Use the Force, er… Forecast, I Mean
I think it’s fair to say that I like models. Whether manifested with Legos, metadata, or economic indicators, I love seeing how inputs can affect outputs. So, when I discovered the forecast capabilities in the R suite, I couldn’t wait to give it a go.
Never Tell Me the Odds!
Many of the companies I have worked with either as a full time employee or as a consultant have struggled with forecasting. Without the proper toolset it can be difficult to accurately project where sales, inventory, or orders may be in the future. 12c’s Forecast function can take away many of the pain points associated with forecasting: poor data, lack of data, lack of statistical skill, and lack of time. For those skeptics out there, why wouldn’t you want to know what is within the realm of possibility (statistically speaking) based on past trends? Below we’ll walk through some examples of how this function works, and what options and parameters are available.
Feel the Forecast
Let’s take a look at the syntax on the Forecast function, and then I’ll break down the options and parameters.
FORECAST(numeric_expr, ([series]), output_column_name, options, [runtime_binded_options] )
Looks simple, and we even have the benefit of several optional parameters. What does each mean? I’m glad you asked…
numeric_expr is the metric that you wish to forecast.
series is an optional parameter that dictates the grain of the date/time dimension on which the forecast will be conducted. This can be a series of date/time dimension columns, or just a singular input, depending on how you’d like to forecast. If this parameter is omitted, the BI server will determine the level of the time dimension to use at run time. (A quick digression on this topic: make sure you have a properly configured time dimension with a working hierarchy to prevent the BI Server from getting confused. Also, be sure to set this column if your selected measure column joins to multiple date/time dimensions!)
output_column_name is the type of forecast that will be run. The valid options here are ‘forecast’, ‘low’, ‘high’ and ‘predictionInterval’. Each option will slightly change the forecasted values. As you may have guessed, ‘low’and ‘high’ show the lower and upper bounds of the forecast output, respectively. The ‘forecast’ option will display the result of the forecast; unless you specify a prediction interval (as seen in a different option below), the default will be 95% confidence. Lastly, the ‘predictionInterval’ column shows the prediction interval level used in the forecast.
options are additional parameters that can be specified for the function. The entire options set should be contained in single quotations, and separated with semi-colons (see examples below). These options can equal variables as well; presentation variables or the run-time options are acceptable. To use the run-time options, set the option to %1…%N. The number following the percentage sign indicates the number of the option in the list of run-time variables. There will be examples below, so don’t fret if this isn’t making sense at the moment.
There are many different inputs available for the forecast functions optionsparameter. Let’s walk through them.
The ‘numPeriods’ option specifies the number of periods to run the forecast. Each period is one unit of the lowest level grain you have selected for the series option described above. This value is an integer.

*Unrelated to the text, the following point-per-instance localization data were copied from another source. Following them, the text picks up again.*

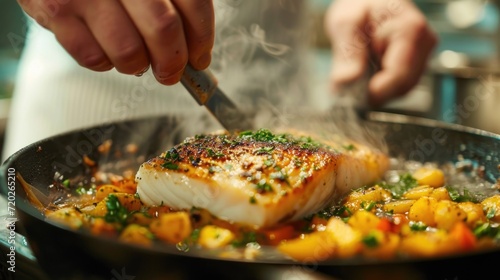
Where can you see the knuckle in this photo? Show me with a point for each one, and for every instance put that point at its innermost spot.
(127, 53)
(167, 22)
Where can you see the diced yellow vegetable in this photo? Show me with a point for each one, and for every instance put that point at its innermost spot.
(440, 193)
(99, 226)
(363, 221)
(172, 227)
(428, 244)
(215, 237)
(387, 245)
(347, 238)
(136, 234)
(312, 247)
(429, 176)
(475, 213)
(399, 206)
(418, 192)
(423, 210)
(447, 213)
(70, 217)
(492, 205)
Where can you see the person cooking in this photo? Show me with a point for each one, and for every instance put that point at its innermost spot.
(81, 61)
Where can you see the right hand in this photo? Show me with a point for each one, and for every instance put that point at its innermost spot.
(131, 35)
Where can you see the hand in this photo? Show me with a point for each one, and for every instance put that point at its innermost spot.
(131, 35)
(394, 33)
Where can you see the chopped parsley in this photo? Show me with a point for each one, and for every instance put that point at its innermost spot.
(263, 187)
(171, 157)
(116, 212)
(370, 241)
(214, 154)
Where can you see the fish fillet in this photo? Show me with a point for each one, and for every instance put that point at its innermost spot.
(257, 178)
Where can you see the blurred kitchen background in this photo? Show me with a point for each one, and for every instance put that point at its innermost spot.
(460, 85)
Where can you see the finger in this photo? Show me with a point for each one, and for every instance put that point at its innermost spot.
(161, 27)
(117, 35)
(404, 61)
(199, 27)
(79, 42)
(345, 26)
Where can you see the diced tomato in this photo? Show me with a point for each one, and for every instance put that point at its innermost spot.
(274, 236)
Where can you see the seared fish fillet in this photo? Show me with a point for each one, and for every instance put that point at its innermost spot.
(257, 178)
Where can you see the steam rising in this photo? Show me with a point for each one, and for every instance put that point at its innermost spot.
(262, 57)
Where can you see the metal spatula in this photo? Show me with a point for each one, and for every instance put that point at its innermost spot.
(202, 85)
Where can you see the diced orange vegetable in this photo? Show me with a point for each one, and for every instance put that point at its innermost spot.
(347, 238)
(399, 206)
(429, 176)
(441, 193)
(384, 225)
(492, 205)
(464, 235)
(99, 226)
(215, 237)
(311, 248)
(136, 234)
(447, 213)
(423, 210)
(363, 221)
(418, 192)
(172, 227)
(398, 221)
(475, 213)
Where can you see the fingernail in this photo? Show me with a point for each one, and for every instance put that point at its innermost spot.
(140, 73)
(171, 79)
(105, 65)
(204, 60)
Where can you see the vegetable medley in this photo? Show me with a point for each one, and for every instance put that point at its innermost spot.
(418, 215)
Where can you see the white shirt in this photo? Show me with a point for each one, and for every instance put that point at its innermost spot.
(258, 59)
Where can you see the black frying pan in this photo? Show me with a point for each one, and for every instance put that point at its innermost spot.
(67, 254)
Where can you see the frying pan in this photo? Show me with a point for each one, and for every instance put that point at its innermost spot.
(68, 254)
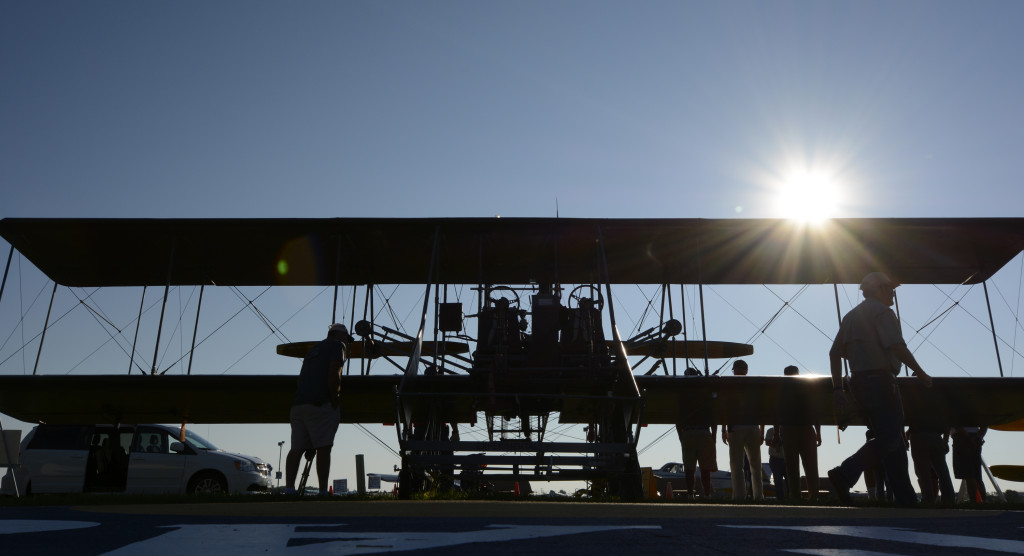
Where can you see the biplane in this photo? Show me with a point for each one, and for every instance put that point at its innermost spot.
(541, 342)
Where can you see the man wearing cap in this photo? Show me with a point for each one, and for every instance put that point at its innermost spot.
(869, 338)
(314, 414)
(800, 443)
(743, 438)
(697, 441)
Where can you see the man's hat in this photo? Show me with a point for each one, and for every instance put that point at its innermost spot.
(873, 281)
(344, 332)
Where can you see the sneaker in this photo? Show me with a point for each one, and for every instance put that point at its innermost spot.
(841, 485)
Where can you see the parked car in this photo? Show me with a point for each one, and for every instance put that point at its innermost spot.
(721, 481)
(133, 459)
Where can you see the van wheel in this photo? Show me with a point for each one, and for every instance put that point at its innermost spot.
(207, 482)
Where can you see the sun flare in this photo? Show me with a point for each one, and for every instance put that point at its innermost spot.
(808, 198)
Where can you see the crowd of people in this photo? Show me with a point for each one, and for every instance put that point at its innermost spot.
(870, 342)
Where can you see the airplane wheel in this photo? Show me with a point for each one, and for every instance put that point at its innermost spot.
(587, 291)
(207, 482)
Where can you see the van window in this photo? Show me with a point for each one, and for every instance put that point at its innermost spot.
(61, 437)
(152, 440)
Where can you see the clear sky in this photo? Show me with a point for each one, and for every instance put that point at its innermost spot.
(520, 109)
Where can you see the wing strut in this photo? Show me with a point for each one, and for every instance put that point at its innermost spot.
(991, 324)
(46, 327)
(163, 308)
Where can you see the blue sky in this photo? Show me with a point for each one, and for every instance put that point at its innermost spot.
(519, 109)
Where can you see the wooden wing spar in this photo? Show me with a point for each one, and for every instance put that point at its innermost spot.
(358, 251)
(266, 398)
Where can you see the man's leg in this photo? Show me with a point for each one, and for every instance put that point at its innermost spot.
(752, 445)
(736, 467)
(809, 455)
(791, 447)
(921, 454)
(292, 468)
(324, 467)
(941, 470)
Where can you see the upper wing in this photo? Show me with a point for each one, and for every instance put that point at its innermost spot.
(357, 251)
(372, 399)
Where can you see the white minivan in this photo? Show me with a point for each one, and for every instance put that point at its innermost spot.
(133, 459)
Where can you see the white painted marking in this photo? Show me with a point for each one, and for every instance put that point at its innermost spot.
(905, 536)
(839, 552)
(308, 540)
(11, 526)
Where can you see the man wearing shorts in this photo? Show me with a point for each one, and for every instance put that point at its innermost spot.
(314, 414)
(698, 448)
(967, 460)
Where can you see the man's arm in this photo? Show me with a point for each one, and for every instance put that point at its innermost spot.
(901, 351)
(334, 382)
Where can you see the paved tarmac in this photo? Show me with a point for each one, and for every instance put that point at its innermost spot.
(333, 527)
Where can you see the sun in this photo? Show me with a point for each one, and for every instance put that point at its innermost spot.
(809, 198)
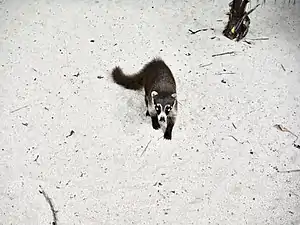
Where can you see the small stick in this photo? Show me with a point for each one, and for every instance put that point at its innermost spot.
(259, 39)
(145, 148)
(49, 201)
(204, 65)
(234, 125)
(221, 73)
(289, 171)
(234, 138)
(204, 29)
(36, 158)
(16, 110)
(223, 53)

‘predictionInterval’ determines the level of confidence of the forecast. This is a value between 0 and 100, where 0 is the lower bound and 100 is the upper bound of the forecast. As I stated above, the default if 95% if this option is omitted.
The ‘modelType’ parameter selects the model to use for the forecast. There are two acceptable values for this parameter: ‘arima’ and ‘ets’. There literally have been books written about different forecasting models, so I will try to succinctly describe the two options here. ARIMA stands for Autoregressive Integrated Moving Average. What this means in layperson’s terms is that the model will regress values over a time series, smooth errors linearly, and replace data points with the delta between points. The goal is to smooth the data and create an output that fits the data as well as possible. ETS on the other hand, stands for Error, Trend, Seasonality and is an exponential smoothing model. This type allows for more fine tuning of the model by parameterizing specific model simulations. The largest difference between these two models is in their linear (ARIMA) or exponential (ETS) nature; the ARIMA model will assign weight equally over the data set, while the ETS model will assign weight exponentially over the data set, both based over the time series. Not that this makes one model more correct than another, but beware that if you are using a long tailed time series, you may want to use one model over the other (ETS).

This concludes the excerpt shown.